I ported a classic DeltaBlue benchmark to D, and for allocations I use a mix of malloc/free (for structs with some trailing inline arrays), and new for some other structs and arrays.

After running it, it felt kind of slow (I did not compare it to any other language yet, so no idea if it is actually slower, just feels slow), so I did some profiling (perf / hotspot mostly), and noticed that substantial amount of time is spent in gc (both allocation and collection).

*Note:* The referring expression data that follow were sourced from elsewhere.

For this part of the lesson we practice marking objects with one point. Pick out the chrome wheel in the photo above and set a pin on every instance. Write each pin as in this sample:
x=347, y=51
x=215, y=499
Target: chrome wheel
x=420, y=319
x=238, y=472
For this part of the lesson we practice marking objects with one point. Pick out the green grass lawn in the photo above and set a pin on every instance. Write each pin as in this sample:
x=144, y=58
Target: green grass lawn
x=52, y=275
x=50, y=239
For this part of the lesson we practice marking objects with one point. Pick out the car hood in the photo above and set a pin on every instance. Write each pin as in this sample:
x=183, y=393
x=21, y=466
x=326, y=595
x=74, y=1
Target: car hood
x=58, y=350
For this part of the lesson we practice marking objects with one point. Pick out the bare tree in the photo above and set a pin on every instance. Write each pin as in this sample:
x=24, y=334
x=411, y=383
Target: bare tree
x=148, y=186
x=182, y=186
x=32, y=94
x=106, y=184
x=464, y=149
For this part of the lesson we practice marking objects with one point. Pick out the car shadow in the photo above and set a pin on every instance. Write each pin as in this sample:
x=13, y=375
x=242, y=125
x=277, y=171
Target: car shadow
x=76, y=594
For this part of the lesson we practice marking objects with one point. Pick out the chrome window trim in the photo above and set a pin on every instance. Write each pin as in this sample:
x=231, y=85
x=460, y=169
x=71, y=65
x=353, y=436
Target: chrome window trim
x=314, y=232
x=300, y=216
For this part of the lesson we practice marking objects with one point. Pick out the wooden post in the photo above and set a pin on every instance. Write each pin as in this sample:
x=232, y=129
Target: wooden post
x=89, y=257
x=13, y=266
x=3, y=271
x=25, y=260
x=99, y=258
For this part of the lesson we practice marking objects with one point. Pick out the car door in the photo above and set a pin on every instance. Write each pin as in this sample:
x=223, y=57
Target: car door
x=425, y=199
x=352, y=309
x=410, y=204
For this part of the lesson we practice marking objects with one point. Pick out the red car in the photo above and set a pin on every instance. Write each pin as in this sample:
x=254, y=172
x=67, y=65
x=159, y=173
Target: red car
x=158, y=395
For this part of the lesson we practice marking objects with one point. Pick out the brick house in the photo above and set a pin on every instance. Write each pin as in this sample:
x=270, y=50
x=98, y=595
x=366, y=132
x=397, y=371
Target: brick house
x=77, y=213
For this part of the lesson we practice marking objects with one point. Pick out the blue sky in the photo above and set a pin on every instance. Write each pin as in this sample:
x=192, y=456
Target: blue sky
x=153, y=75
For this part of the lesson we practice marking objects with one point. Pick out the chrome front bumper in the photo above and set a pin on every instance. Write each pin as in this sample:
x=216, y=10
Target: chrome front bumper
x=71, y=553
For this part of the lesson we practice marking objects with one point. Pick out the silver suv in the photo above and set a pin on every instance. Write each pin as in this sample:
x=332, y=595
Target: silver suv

This is on Linux, and benchmark indeed creates a lot of garbage, as I rerun and rerun it in a loop.

care to share some numbers?
did you try the forking GC on Linux, too ?

March 18, 2023

On Friday, 17 March 2023 at 07:56:28 UTC, Herbie Melbourne wrote:

>

On Thursday, 16 March 2023 at 20:53:28 UTC, Witold wrote:

>

I ported a classic DeltaBlue benchmark to D, and for allocations I use a mix of malloc/free (for structs with some trailing inline arrays), and new for some other structs and arrays.

After running it, it felt kind of slow (I did not compare it to any other language yet, so no idea if it is actually slower, just feels slow), so I did some profiling (perf / hotspot mostly), and noticed that substantial amount of time is spent in gc (both allocation and collection). This is on Linux, and benchmark indeed creates a lot of garbage, as I rerun and rerun it in a loop.

care to share some numbers?

What numbers you are interested in? I have numbers, but code is still being tuned here and there, and numbers from my machine would be arbitrary.